Jakarta, CNN Indonesia -- Istri mendiang Presiden keempat RI Abdurrahman Wahid (Gus Dur)
Sinta Nuriyah Wahid meminta pemerintah segera mengevaluasi program deradikalisasi yang selama ini dijalankan. Hal ini menyikapi serangan
teror bom di Surabaya.
Dia juga meminta pemerintah mengungkap jaringan dan otak di balik teror bom bunuh diri, dengan tetap menghormati HAM dan proses hukum yang adil.
"Pemerintah harus mengevaluasi dan mengoptimalkan program deradikalisasi bagi para militan yang kembali dari luar negeri," kata Shinta dalam konferensi pers di Wahid Institute, Jakarta, Selasa (15/5).
ADVERTISEMENT
SCROLL TO CONTINUE WITH CONTENT
Sinta mewakili Gerakan Warga Lawan Terorisme yang resah dengan rentetan serangan teror bom di Surabaya sejak akhir pekan lalu.
Mereka mendesak pemerintah lebih proaktif dalam memulihkan dan memberikan rasa aman, serta perlindungan terhadap segenap masyarakat dari berbagai bentuk teror.

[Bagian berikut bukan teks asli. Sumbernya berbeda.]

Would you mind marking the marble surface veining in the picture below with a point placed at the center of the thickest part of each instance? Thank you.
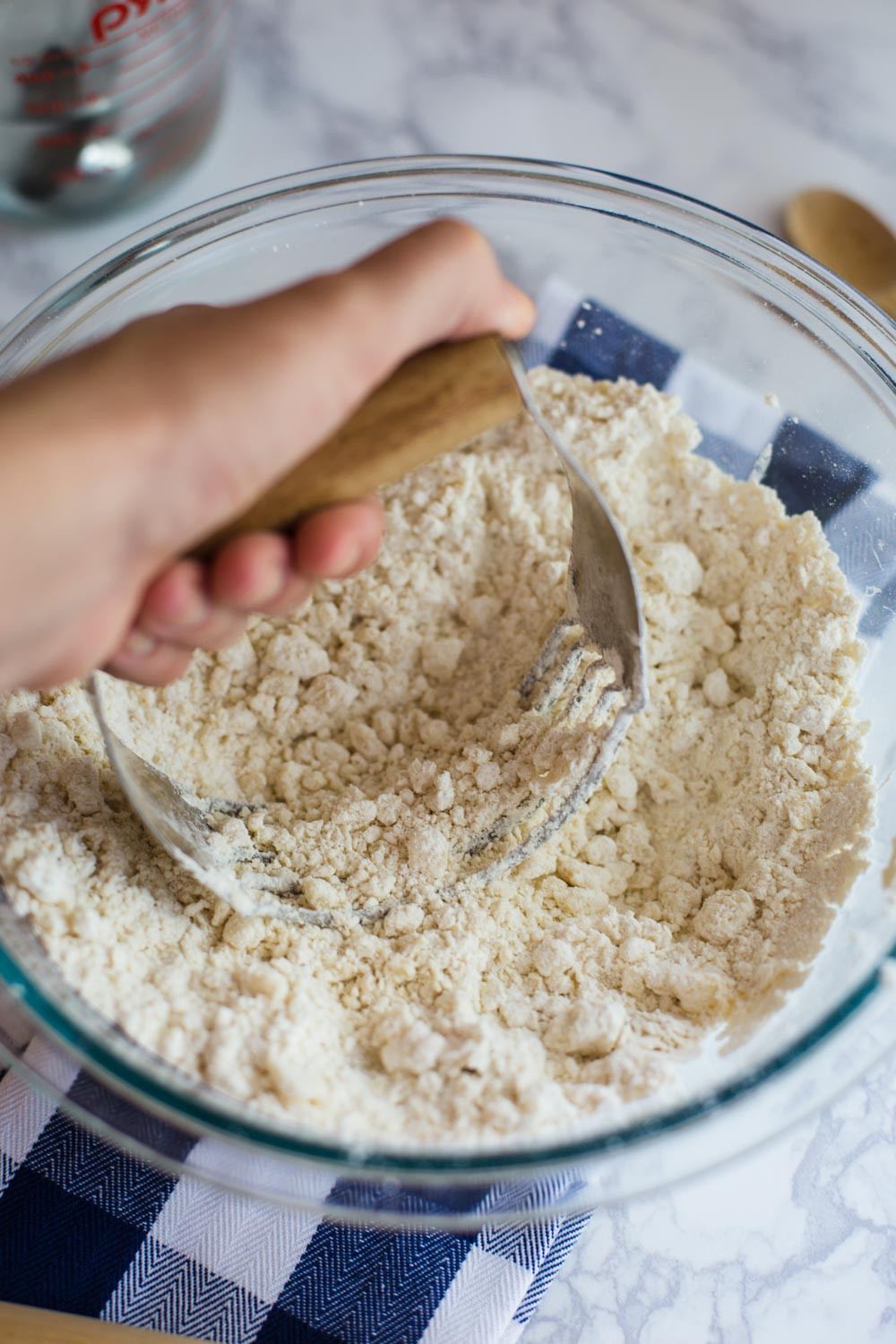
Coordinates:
(737, 102)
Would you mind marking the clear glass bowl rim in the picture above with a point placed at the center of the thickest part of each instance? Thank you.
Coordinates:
(845, 311)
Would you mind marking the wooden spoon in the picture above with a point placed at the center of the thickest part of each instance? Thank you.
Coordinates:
(844, 236)
(34, 1325)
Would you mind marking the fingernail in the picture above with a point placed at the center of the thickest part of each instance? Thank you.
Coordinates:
(349, 556)
(139, 644)
(195, 610)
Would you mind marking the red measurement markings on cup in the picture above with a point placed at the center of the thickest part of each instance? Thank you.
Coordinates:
(159, 54)
(113, 16)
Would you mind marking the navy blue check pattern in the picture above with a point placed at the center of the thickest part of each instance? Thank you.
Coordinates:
(90, 1230)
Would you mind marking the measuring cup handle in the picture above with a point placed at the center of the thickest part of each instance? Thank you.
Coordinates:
(432, 403)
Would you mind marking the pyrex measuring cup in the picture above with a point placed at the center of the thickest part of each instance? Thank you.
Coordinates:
(104, 102)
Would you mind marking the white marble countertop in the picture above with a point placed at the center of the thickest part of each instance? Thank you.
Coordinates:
(739, 102)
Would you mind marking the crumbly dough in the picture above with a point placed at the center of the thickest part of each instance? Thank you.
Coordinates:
(694, 889)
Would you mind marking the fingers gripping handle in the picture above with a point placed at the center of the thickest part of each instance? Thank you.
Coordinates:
(433, 403)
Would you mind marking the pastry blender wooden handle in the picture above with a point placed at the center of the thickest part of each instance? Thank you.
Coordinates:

Selain itu, Gerakan ini juga mendesak pemerintah dan parlemen segera mengesahkan Revisi UU Anti-terorisme sebagai bagian dari sistem peradilan pidana yang didasarkan supermasi sipil dan sesuai dengan prinsip-prinsip hak asasi manusia.
"Kami percaya bahwa persaudaraan anak bangsa akan terus menjadi lebih kokoh dalam menghadapi tantangan ini guna mempertahankan Indonesia berdasarkan Pancasila, UUD 1945, Bhineka Tunggal Ika dan NKRI," kata Shinta.
Mereka juga meminta pemerintah mengevaluasi dan mengoptimalkan program deradikalisasi bagi para militan yang kembali dari luar negeri.
Gerakan Warga Lawan Terorisme ini terdiri dari berbagai tokoh lintas-iman, lintas-profesi seperti pekerja seni dan budaya, akademisi dan pendidik, serta masyarakat adat yang mengutuk keras tindak kejahatan terorisme.
Mereka menilai rangkaian aksi kejahatan teror yang terjadi di Rutan Mako Brimob Depok hingga bom bunuh diri di tiga gereja Surabaya, serta ledakan bom di Rusunawa Sidoarjo dan Polrestabes Surabaya telah melampaui batas kemanusiaan.
Sebanyak 28 orang yang terdiri masyarakt, aparat, dan pelaku meninggal dunia.